I’m a new guinea pig owner and purchased Cookie Dough (male) from PetSmart 6 wks ago. The salesperson told me that his brothers and sisters got sick so they separated him to stay healthy. They tried to socialize him with other piggies but he showed signs of aggression so they isolated him, which caused him a lot of anxiety.

Now that we’ve had him for about 6 wks, he’s much more comfortable with us and will socialize with us during his treat times. I would like to get another guinea pig for him but I’m very nervous since he’s shown signs of aggression in the past. I know I should get a younger/smaller piggy, but do you have any other recommendations besides the information in this post?

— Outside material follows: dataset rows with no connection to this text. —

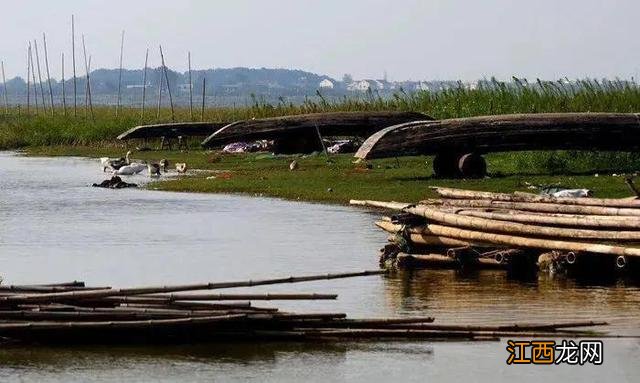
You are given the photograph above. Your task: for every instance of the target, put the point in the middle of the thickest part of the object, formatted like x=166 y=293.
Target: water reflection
x=54 y=227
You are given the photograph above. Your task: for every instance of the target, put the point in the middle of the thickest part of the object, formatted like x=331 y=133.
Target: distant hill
x=236 y=84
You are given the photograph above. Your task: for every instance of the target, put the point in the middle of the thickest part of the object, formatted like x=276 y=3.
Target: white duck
x=154 y=170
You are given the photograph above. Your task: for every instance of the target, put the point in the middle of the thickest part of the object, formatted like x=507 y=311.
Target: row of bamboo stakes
x=75 y=313
x=32 y=83
x=485 y=221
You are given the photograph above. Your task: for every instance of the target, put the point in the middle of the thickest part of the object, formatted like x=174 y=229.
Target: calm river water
x=54 y=227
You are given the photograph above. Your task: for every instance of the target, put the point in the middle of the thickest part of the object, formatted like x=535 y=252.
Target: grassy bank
x=337 y=181
x=17 y=129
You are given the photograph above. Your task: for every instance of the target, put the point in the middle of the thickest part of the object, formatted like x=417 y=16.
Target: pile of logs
x=74 y=313
x=513 y=231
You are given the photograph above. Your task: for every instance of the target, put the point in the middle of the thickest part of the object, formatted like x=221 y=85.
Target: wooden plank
x=329 y=124
x=173 y=130
x=513 y=132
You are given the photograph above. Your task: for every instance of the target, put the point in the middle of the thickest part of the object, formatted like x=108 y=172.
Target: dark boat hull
x=515 y=132
x=358 y=124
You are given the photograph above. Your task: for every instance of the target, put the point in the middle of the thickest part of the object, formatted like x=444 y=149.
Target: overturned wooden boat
x=459 y=143
x=172 y=130
x=300 y=133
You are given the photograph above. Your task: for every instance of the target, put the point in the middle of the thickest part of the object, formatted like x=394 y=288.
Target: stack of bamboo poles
x=484 y=229
x=75 y=313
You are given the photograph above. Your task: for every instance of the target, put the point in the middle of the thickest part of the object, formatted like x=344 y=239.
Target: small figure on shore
x=181 y=167
x=154 y=170
x=114 y=183
x=164 y=163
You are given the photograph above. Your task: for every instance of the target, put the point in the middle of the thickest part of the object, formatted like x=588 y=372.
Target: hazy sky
x=410 y=39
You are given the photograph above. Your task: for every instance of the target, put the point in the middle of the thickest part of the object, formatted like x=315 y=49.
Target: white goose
x=154 y=170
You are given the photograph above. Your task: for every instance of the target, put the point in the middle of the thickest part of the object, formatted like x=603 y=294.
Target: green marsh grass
x=338 y=181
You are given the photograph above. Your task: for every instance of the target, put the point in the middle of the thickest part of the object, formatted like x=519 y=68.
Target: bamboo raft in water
x=73 y=313
x=593 y=235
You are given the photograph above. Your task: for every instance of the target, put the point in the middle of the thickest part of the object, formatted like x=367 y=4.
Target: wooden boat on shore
x=299 y=133
x=459 y=143
x=172 y=130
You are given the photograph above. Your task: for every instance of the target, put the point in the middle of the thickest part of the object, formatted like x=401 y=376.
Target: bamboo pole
x=28 y=79
x=204 y=88
x=44 y=104
x=94 y=294
x=88 y=70
x=40 y=326
x=249 y=297
x=555 y=219
x=166 y=75
x=489 y=225
x=160 y=92
x=33 y=77
x=73 y=59
x=526 y=242
x=64 y=94
x=536 y=207
x=46 y=62
x=4 y=85
x=510 y=327
x=144 y=82
x=526 y=197
x=380 y=204
x=120 y=75
x=190 y=88
x=416 y=236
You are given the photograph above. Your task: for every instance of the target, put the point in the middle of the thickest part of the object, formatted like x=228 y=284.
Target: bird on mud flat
x=154 y=170
x=164 y=164
x=181 y=167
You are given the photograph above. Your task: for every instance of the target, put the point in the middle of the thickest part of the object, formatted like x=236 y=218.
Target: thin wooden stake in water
x=73 y=59
x=46 y=62
x=64 y=95
x=204 y=89
x=166 y=75
x=28 y=79
x=4 y=84
x=144 y=83
x=33 y=77
x=87 y=70
x=120 y=75
x=160 y=92
x=44 y=104
x=190 y=88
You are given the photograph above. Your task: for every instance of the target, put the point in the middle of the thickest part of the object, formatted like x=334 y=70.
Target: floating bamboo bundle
x=517 y=226
x=74 y=313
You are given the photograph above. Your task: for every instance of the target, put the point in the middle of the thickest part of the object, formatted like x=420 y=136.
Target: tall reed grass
x=17 y=129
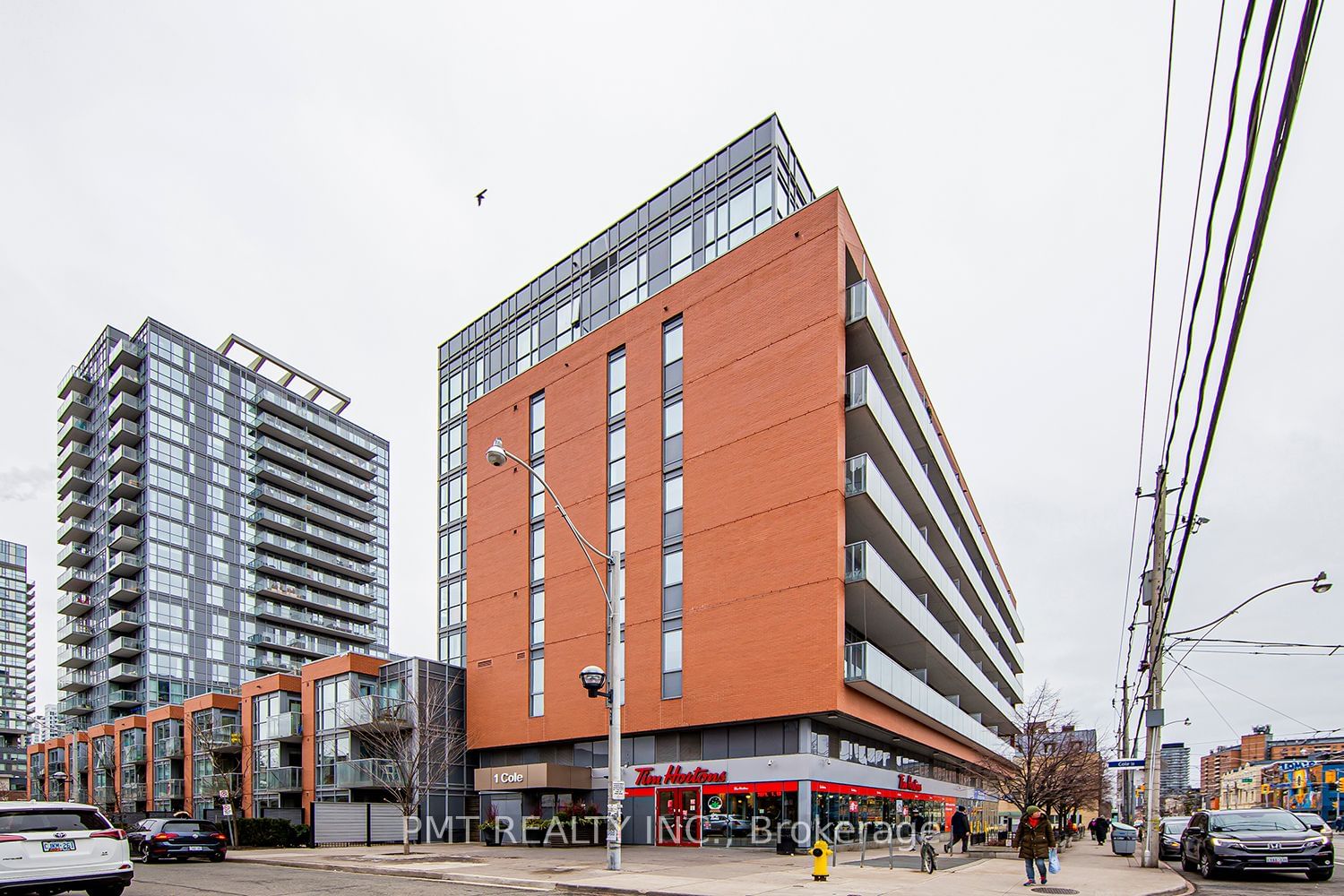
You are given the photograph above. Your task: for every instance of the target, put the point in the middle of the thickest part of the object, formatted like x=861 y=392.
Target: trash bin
x=1124 y=839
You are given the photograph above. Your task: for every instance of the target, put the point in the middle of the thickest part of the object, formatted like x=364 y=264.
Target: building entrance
x=679 y=815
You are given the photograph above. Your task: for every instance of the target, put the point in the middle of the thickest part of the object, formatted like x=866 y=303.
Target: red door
x=679 y=815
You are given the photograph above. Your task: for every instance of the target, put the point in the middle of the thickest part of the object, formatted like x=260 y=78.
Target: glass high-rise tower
x=738 y=191
x=218 y=519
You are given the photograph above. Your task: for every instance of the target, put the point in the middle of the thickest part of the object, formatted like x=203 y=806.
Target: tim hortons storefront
x=730 y=802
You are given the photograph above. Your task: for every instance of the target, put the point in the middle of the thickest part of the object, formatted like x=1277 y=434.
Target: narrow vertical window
x=537 y=560
x=674 y=525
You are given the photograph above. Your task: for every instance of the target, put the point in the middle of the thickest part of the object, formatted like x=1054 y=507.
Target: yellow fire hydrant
x=820 y=852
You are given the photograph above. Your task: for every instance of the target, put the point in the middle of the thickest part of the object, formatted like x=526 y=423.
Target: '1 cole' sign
x=674 y=775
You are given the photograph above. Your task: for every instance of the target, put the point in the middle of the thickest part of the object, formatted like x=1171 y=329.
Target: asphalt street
x=1282 y=884
x=245 y=879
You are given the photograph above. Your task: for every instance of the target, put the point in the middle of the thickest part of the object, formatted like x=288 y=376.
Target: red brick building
x=816 y=625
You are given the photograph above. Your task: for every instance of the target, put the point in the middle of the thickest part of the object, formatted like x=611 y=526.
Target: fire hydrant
x=820 y=850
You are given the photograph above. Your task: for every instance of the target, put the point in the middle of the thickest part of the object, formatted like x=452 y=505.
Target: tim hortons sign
x=675 y=775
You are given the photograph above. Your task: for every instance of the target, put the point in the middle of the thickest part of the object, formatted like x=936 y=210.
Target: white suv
x=54 y=848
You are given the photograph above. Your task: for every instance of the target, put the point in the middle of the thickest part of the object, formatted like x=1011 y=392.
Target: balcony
x=77 y=657
x=126 y=460
x=125 y=381
x=125 y=646
x=123 y=563
x=126 y=538
x=125 y=408
x=74 y=605
x=74 y=409
x=74 y=530
x=125 y=485
x=368 y=772
x=375 y=711
x=124 y=621
x=169 y=748
x=268 y=564
x=889 y=613
x=282 y=614
x=74 y=454
x=169 y=788
x=311 y=487
x=226 y=737
x=124 y=672
x=873 y=429
x=74 y=432
x=288 y=524
x=125 y=354
x=314 y=468
x=874 y=673
x=124 y=697
x=74 y=630
x=74 y=479
x=874 y=511
x=74 y=555
x=125 y=433
x=74 y=382
x=303 y=551
x=75 y=705
x=74 y=581
x=327 y=516
x=81 y=680
x=124 y=591
x=74 y=506
x=125 y=511
x=285 y=726
x=277 y=780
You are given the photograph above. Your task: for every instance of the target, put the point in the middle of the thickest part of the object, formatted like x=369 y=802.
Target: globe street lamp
x=591 y=677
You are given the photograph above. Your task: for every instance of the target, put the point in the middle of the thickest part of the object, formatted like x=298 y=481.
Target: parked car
x=1314 y=823
x=56 y=847
x=1168 y=839
x=177 y=839
x=1236 y=840
x=723 y=825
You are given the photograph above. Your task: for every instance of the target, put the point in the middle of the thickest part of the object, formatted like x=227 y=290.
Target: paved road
x=1281 y=884
x=246 y=879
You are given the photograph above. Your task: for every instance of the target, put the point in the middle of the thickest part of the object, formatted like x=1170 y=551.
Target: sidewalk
x=1088 y=868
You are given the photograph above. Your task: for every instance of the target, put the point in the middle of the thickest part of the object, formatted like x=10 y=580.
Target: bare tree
x=1053 y=767
x=409 y=743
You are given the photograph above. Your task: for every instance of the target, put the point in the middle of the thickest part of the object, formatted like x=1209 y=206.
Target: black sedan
x=1236 y=840
x=179 y=839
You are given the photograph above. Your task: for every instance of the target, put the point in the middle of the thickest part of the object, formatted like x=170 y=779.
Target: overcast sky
x=304 y=174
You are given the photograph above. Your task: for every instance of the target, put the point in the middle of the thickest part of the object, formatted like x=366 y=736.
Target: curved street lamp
x=590 y=676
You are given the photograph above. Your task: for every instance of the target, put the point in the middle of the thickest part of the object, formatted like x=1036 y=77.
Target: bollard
x=820 y=850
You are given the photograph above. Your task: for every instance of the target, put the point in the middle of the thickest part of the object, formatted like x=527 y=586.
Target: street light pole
x=613 y=589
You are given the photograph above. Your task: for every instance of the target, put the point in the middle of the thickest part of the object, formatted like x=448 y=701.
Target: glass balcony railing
x=870 y=667
x=281 y=778
x=368 y=772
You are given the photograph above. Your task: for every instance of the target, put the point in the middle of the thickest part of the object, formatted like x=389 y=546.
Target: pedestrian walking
x=960 y=829
x=1034 y=841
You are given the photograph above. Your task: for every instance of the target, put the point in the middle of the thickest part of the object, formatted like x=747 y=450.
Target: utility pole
x=1153 y=718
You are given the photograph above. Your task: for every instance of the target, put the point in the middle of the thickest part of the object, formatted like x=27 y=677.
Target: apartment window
x=672 y=509
x=616 y=384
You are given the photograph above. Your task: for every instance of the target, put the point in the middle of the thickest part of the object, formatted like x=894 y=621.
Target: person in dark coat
x=1034 y=841
x=960 y=829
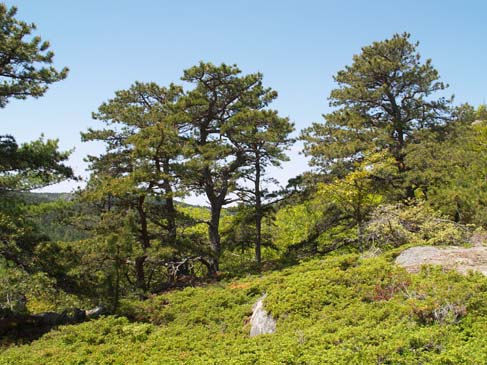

What do I do if I didn’t do these steps and got a new piggie and a new cage and just put them together and they don’t get along?


I have a male guinea pig and we are planning to give him a new male friend in our cage that is just under 8 square feet. I know I may need to get the new one vet checked, but because our cage is on the smaller side, what is the minimum time I need to keep them quarantined, just because separating the cage is going to make it smaller for them both?


These are great tips! I’ll add a tip for anyone reading this… I once had a guinea pig introduction that went absolutely horribly. Blood was drawn, and it seemed that for sure these particular piggies would never get along. However, I tried separating them for two weeks and trying again. This time I gave them a bath together to bond them and neutralize their smells, and I completely cleaned the cage area. I let them have a few hours of floor time after the bath and— voila. The Guinea pigs were able to get along, and now have been living happily together for 2 years. So if it doesn’t work out, don’t be afraid to give them some time apart and try again.